Sometimes I feel like I should really be in some form of grad school right now. I mean, a lot of my close friends are, and will have great careers because of it. And frankly, sometimes I feel like I'm too smart to settle for just a bachelor's degree. I can do so much more than that.

But for now, I'm not sure what I want to go back for, so it seems like it would kind of be a waste of money to go to school just to go, without any future career in mind. I think I would really end up going two routes : An MBA seems logical, with an emphasis in something like Project Management, Marketing, or Human Resources. I've also toyed with the idea of going back for something to do with non-profit work. There's lots of options, like public administration, specialties in things like social work, and even classes specifically on grant writing. (Those do not sound very fun, though.)

I think it's smart to know what I want to do before I jump into anything, but I feel like I'm running out of time... as in, I'm getting married this summer, then wait a couple years, and then kids? I really, really, want to get grad school out of the way before kids come along, but I also don't want to be 35 before I have my first kid. I know that the right answer is that I need to get experience in something, find out what I love and what I want to go for, that it will all happen in good time, blah, blah, blah.

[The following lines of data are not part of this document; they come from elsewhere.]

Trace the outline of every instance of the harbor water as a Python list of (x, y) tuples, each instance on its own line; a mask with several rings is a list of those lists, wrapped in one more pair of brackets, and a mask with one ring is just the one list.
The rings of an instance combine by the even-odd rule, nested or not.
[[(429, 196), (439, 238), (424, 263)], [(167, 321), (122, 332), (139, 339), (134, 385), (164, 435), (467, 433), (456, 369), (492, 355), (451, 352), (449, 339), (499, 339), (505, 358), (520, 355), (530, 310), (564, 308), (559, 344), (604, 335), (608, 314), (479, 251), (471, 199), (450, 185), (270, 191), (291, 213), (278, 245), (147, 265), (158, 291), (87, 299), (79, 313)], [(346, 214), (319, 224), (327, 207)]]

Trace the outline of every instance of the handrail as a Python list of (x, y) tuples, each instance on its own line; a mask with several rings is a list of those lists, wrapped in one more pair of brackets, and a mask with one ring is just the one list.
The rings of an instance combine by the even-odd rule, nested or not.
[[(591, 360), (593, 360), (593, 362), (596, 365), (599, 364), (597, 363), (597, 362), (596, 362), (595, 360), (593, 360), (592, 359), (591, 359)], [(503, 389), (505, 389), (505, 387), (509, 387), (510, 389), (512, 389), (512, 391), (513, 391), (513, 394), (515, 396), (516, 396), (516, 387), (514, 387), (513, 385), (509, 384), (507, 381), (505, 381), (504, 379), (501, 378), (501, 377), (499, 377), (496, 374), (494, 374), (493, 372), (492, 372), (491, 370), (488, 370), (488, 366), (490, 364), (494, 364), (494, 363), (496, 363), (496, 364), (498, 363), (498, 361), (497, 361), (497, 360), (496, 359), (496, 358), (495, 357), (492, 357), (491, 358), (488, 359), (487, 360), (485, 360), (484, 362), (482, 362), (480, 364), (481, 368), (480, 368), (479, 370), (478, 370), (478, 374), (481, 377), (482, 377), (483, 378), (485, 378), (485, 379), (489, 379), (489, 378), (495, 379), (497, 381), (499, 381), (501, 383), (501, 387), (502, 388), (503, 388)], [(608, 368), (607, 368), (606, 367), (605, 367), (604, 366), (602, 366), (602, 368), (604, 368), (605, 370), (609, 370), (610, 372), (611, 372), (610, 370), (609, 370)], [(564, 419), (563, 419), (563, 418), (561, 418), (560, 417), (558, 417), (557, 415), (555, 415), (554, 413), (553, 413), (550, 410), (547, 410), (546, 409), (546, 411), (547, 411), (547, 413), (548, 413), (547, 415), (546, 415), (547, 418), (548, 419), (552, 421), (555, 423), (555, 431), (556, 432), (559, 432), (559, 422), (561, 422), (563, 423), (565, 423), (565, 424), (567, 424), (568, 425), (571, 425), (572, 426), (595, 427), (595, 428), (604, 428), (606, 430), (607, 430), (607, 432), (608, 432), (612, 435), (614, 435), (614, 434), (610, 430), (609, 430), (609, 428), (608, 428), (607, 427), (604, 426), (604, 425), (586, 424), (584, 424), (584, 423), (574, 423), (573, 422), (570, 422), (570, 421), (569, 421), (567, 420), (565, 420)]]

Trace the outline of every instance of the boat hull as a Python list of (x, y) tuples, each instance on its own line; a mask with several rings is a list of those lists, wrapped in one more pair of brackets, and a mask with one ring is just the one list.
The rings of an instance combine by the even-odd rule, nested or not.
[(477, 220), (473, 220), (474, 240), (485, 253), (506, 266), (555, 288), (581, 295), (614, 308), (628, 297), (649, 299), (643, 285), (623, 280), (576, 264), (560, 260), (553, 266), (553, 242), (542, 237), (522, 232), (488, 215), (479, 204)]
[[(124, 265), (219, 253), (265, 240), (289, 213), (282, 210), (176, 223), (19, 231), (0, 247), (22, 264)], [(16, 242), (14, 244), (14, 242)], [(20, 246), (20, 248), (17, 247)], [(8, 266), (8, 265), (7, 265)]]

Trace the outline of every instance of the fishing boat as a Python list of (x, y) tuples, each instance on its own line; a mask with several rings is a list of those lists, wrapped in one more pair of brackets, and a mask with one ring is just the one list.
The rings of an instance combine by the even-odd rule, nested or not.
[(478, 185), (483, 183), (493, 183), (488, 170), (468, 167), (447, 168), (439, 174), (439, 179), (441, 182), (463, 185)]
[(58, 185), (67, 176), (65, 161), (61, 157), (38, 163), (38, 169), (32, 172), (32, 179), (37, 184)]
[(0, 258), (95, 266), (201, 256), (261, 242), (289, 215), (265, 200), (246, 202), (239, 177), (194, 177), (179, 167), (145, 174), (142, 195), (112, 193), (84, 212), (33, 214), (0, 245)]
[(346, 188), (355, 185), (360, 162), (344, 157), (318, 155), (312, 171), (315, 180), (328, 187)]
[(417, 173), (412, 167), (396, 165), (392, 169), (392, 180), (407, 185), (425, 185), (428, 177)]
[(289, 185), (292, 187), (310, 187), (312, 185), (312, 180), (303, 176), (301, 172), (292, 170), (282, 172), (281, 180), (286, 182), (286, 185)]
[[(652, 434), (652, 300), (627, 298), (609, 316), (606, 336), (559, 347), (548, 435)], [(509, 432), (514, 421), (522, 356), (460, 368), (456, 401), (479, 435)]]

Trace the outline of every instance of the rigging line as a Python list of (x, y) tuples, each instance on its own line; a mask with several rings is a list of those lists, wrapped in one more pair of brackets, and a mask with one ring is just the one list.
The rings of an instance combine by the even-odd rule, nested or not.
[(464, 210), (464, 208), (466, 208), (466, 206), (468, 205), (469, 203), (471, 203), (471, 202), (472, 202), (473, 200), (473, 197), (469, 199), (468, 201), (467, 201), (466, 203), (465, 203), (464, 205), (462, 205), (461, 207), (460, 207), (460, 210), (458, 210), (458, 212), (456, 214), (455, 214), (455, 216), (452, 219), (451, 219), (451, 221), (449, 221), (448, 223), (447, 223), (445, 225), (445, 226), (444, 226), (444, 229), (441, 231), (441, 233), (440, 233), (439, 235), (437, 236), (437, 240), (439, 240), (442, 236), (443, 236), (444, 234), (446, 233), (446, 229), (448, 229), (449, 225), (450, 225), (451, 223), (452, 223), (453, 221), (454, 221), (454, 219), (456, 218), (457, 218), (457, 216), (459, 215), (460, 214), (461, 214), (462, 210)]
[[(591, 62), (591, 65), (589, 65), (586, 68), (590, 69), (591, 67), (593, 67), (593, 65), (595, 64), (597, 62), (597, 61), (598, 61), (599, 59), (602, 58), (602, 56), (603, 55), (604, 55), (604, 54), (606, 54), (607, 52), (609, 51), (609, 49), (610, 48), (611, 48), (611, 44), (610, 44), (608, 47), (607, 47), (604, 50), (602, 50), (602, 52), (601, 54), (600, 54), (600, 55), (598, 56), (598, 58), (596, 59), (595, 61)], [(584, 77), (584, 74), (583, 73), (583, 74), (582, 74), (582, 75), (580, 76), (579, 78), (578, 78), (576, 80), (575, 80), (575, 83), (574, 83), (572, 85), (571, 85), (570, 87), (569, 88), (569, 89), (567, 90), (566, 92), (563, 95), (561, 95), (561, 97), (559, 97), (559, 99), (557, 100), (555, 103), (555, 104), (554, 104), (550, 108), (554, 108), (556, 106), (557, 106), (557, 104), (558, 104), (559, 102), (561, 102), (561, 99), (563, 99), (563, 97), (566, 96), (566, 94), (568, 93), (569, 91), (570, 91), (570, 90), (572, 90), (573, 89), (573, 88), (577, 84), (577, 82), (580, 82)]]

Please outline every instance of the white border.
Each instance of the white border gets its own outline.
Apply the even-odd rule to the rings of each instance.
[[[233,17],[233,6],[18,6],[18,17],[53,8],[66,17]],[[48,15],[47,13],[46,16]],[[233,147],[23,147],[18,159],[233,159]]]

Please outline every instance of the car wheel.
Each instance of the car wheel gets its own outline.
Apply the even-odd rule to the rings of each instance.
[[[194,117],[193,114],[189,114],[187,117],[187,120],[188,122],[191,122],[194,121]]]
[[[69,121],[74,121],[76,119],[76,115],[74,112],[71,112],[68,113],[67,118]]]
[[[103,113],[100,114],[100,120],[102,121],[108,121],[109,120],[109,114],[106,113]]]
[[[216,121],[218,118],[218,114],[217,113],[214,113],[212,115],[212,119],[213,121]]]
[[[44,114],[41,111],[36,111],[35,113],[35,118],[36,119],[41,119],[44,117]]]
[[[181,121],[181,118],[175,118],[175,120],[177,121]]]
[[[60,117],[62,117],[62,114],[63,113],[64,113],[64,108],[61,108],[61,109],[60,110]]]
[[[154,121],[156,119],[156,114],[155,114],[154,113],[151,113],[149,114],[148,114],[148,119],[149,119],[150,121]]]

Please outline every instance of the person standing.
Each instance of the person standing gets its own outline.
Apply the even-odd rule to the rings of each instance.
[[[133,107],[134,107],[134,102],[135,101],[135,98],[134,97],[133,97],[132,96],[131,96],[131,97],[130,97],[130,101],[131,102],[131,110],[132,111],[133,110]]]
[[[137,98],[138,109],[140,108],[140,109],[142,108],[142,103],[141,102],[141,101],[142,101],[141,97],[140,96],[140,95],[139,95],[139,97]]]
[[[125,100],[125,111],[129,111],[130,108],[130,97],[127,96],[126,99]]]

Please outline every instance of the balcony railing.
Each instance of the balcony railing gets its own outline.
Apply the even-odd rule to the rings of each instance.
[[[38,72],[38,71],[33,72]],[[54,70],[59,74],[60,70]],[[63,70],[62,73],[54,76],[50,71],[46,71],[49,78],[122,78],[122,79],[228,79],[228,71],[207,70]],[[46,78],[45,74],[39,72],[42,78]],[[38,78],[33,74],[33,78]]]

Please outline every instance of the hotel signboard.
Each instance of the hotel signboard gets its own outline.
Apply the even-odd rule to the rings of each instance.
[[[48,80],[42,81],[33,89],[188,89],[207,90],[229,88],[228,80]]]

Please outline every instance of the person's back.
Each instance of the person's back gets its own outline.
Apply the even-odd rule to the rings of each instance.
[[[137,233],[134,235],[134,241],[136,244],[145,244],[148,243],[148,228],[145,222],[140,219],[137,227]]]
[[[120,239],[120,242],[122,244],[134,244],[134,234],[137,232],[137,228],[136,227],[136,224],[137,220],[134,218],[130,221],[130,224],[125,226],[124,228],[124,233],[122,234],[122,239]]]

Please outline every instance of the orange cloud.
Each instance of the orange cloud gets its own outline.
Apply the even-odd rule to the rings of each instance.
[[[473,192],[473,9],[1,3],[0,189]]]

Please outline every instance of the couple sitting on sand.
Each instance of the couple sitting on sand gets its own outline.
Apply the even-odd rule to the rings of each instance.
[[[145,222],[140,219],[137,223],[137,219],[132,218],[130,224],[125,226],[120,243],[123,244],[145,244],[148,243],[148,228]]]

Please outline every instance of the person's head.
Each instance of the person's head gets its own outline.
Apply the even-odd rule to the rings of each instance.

But I just feel like I'm on this set track in life that I can't get off. And for the most part, I'm ok with that track - I love Caleb and want to marry him, and I do want kids someday, not soon, but someday. Right now they terrify me, though. I know that they are supposed to be so fulfilling and fun and I'll find myself anew as a mother, yadda yadda yadda, but right now, they just seem like the biggest time-suck imaginable. Like, honestly, right now I feel like once you have kids, your life is over and theirs begins, and you can kind of start to pick yours up eventually along the way as they get older.

Bah - this is so negative, and I'm really probably just feeling this way because I'm not ready for kids yet, which is ok. I'm freaking 23 years old. I'm sure I'll change my tune in a few years, but for now... no monsters - er - munchins for me.